Die Hornbach-Gruppe hat das Geschäftsjahr 2024/25 mit einem Umsatz von 6.200 Millionen Euro (+0,6 Prozent) und einem bereinigten Ebit von 269,5 Millionen Euro (+6,0 Prozent) sehr erfolgreich abgeschlossen. Für das laufende Geschäftsjahr 2025/26 erwartet das Unternehmen durch neue Standorte und einem bislang guten ersten Quartal einen Umsatz auf dem Vorjahresniveau oder leicht darüber.

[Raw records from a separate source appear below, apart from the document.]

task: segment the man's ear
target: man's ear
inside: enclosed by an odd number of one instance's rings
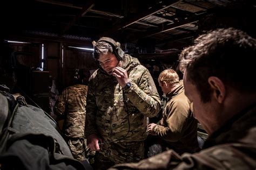
[[[167,87],[167,83],[166,83],[166,82],[165,81],[164,81],[163,82],[163,85],[165,87]]]
[[[226,96],[226,89],[222,81],[217,77],[208,78],[208,83],[213,91],[213,96],[219,103],[223,102]]]

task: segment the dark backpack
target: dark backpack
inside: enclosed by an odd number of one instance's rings
[[[73,158],[54,120],[12,97],[0,91],[1,170],[92,169],[86,161]]]

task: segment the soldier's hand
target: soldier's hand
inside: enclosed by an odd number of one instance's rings
[[[154,128],[157,125],[155,123],[151,123],[147,125],[147,132],[151,135],[156,135],[156,133],[153,131]]]
[[[117,78],[118,83],[122,87],[124,87],[126,86],[126,83],[130,81],[126,70],[122,67],[114,67],[112,70],[112,75]]]
[[[92,134],[87,137],[87,146],[92,151],[100,150],[99,143],[102,143],[102,139],[96,134]]]

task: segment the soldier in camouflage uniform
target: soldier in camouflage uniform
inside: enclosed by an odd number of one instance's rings
[[[185,94],[210,134],[202,151],[180,157],[169,150],[111,169],[255,169],[256,39],[218,29],[200,36],[180,59]]]
[[[144,158],[146,117],[158,114],[160,100],[149,71],[119,42],[102,38],[93,44],[100,67],[89,80],[85,132],[88,147],[98,151],[95,169],[105,169]]]
[[[62,131],[74,158],[84,160],[86,159],[84,123],[88,86],[79,83],[64,89],[54,107],[54,111],[58,119],[64,119]]]

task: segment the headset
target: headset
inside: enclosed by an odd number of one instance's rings
[[[117,60],[118,61],[123,60],[123,58],[124,55],[124,52],[120,48],[120,44],[119,42],[115,41],[112,38],[103,37],[100,38],[97,42],[95,42],[95,41],[92,41],[92,45],[93,45],[93,47],[95,47],[96,44],[100,41],[105,41],[110,44],[110,45],[113,47],[113,52]]]

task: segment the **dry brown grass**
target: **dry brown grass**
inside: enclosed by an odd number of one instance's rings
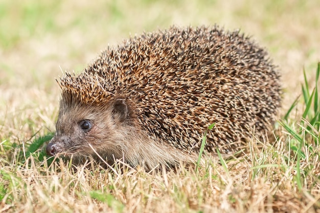
[[[62,162],[48,169],[37,153],[18,157],[22,145],[54,131],[59,66],[79,72],[108,44],[172,24],[240,28],[267,47],[283,76],[283,115],[301,93],[304,67],[314,82],[319,9],[317,0],[2,1],[0,212],[320,212],[319,148],[306,137],[297,163],[294,138],[280,127],[275,143],[253,139],[252,151],[227,161],[227,170],[214,159],[198,173],[73,172]]]

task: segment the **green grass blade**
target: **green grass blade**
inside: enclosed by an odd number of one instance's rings
[[[308,83],[307,75],[306,75],[306,70],[304,68],[303,69],[303,77],[305,80],[305,86],[306,86],[305,88],[306,89],[306,92],[307,92],[307,93],[306,94],[309,98],[310,97],[310,92],[309,92],[309,83]],[[305,103],[307,103],[307,102],[308,101],[306,102]]]
[[[289,115],[291,113],[291,111],[292,110],[292,109],[293,109],[294,107],[295,107],[295,106],[296,106],[296,105],[298,104],[298,101],[300,98],[300,96],[299,96],[298,97],[297,97],[296,99],[295,99],[295,100],[294,100],[292,104],[291,104],[291,106],[290,107],[290,108],[287,111],[287,113],[286,113],[284,117],[284,120],[286,120],[286,121],[288,121],[288,117],[289,117]]]
[[[318,62],[318,65],[317,66],[316,73],[315,74],[315,82],[318,82],[319,80],[319,75],[320,75],[320,62]]]
[[[296,139],[300,143],[302,143],[302,138],[301,136],[293,130],[288,124],[283,122],[282,121],[279,122],[280,124],[288,131],[288,132],[293,137]]]
[[[203,137],[202,137],[202,141],[201,143],[200,150],[199,151],[199,156],[198,156],[198,160],[197,161],[197,165],[196,165],[196,173],[198,172],[198,169],[199,168],[199,167],[200,166],[200,162],[201,161],[201,156],[202,155],[202,153],[203,152],[203,150],[204,150],[204,147],[205,146],[205,141],[207,141],[207,133],[208,133],[208,130],[211,130],[211,129],[212,129],[215,124],[215,123],[214,123],[213,124],[210,125],[210,126],[209,126],[208,128],[208,129],[205,130],[205,132],[204,132]]]
[[[225,172],[225,174],[227,174],[228,177],[230,177],[230,174],[229,174],[229,170],[228,170],[228,167],[226,166],[226,163],[225,162],[225,161],[224,160],[224,159],[221,156],[221,154],[220,153],[220,151],[219,151],[218,148],[217,148],[217,153],[218,154],[218,156],[219,157],[219,159],[220,160],[220,161],[221,163],[221,165],[222,165],[222,167],[223,167],[223,170],[224,170],[224,172]]]
[[[310,99],[309,99],[309,101],[308,101],[308,103],[306,103],[306,109],[305,109],[305,111],[303,112],[303,114],[302,114],[302,117],[303,117],[304,119],[306,119],[306,117],[307,117],[307,115],[309,114],[310,112],[310,108],[311,106],[311,103],[312,103],[312,98],[314,95],[314,89],[313,89],[313,91],[312,91],[312,93],[311,93],[311,96],[310,97]]]

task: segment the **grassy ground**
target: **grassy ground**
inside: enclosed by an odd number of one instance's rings
[[[317,0],[2,1],[0,212],[320,212],[320,97],[312,94],[319,9]],[[197,172],[48,169],[39,137],[54,131],[61,69],[80,71],[109,44],[144,31],[215,23],[252,35],[279,65],[282,121],[272,138]],[[301,83],[305,98],[285,116]]]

„Wir haben trotz des schwachen Konsumumfeldes im Geschäftsjahr 2024/25 ein sehr erfreuliches Ergebnisplus erzielt. Mittel- bis langfristig sehen wir positive Zeichen: Die Reallöhne sind gestiegen. Zinsen sinken und die Inflation geht zurück. Auch das von der deutschen Bundesregierung angekündigte Infrastrukturpaket ist zu begrüßen. Obwohl die Frühjahrssaison bisher erfolgreich gestartet ist, bleiben wir bei der Prognose für das laufende Geschäftsjahr 2025/26 jedoch vorsichtig. Es ist bisher nicht absehbar, welche Auswirkungen die politischen und wirtschaftlichen Entwicklungen in Europa und weltweit konkret auf uns, unsere Lieferketten und die Konsum- und Investitionslaune unserer Kunden haben werden“, kommentiert Albrecht Hornbach, Vorstandsvorsitzender von Hornbach Management, das Ergebnis.

Erich Harsch, Vorstandsvorsitzender von Hornbach Baumarkt, ergänzt: „Gestiegene Kundenfrequenzen zeigen, dass die Menschen nach wie vor gerne zu uns zum Einkaufen kommen. Der Durchschnittsbon blieb trotz der zurückhaltenden Konsumstimmung stabil. Damit entwickeln wir uns besser als die Branche insgesamt und das ist hocherfreulich. Auch im laufenden Jahr investieren wir in den Neubau von Märkten, in die Modernisierung oder Erweiterung von bestehenden Standorten sowie in die Digitalisierung und die Weiterentwicklung unseres Services. Wir sehen dabei europaweit noch viel Potenzial für die weitere Expansion. Ende März haben wir einen neuen Markt in Duisburg eröffnet und in den nächsten Monaten stehen insgesamt drei weitere Neueröffnungen in Österreich und in Rumänien an.“

Hornbach steigerte im abgelaufenen Kalenderjahr seine Marktanteile erfolgreich auf 15,2 Prozent in Deutschland, auf 28,1 Prozent in den Niederlanden, auf 37,7 Prozent in Tschechien und auf 14,3 Prozent in der Schweiz. In Österreich konnte das Unternehmen den Marktanteil auf 17,3 Prozent halten.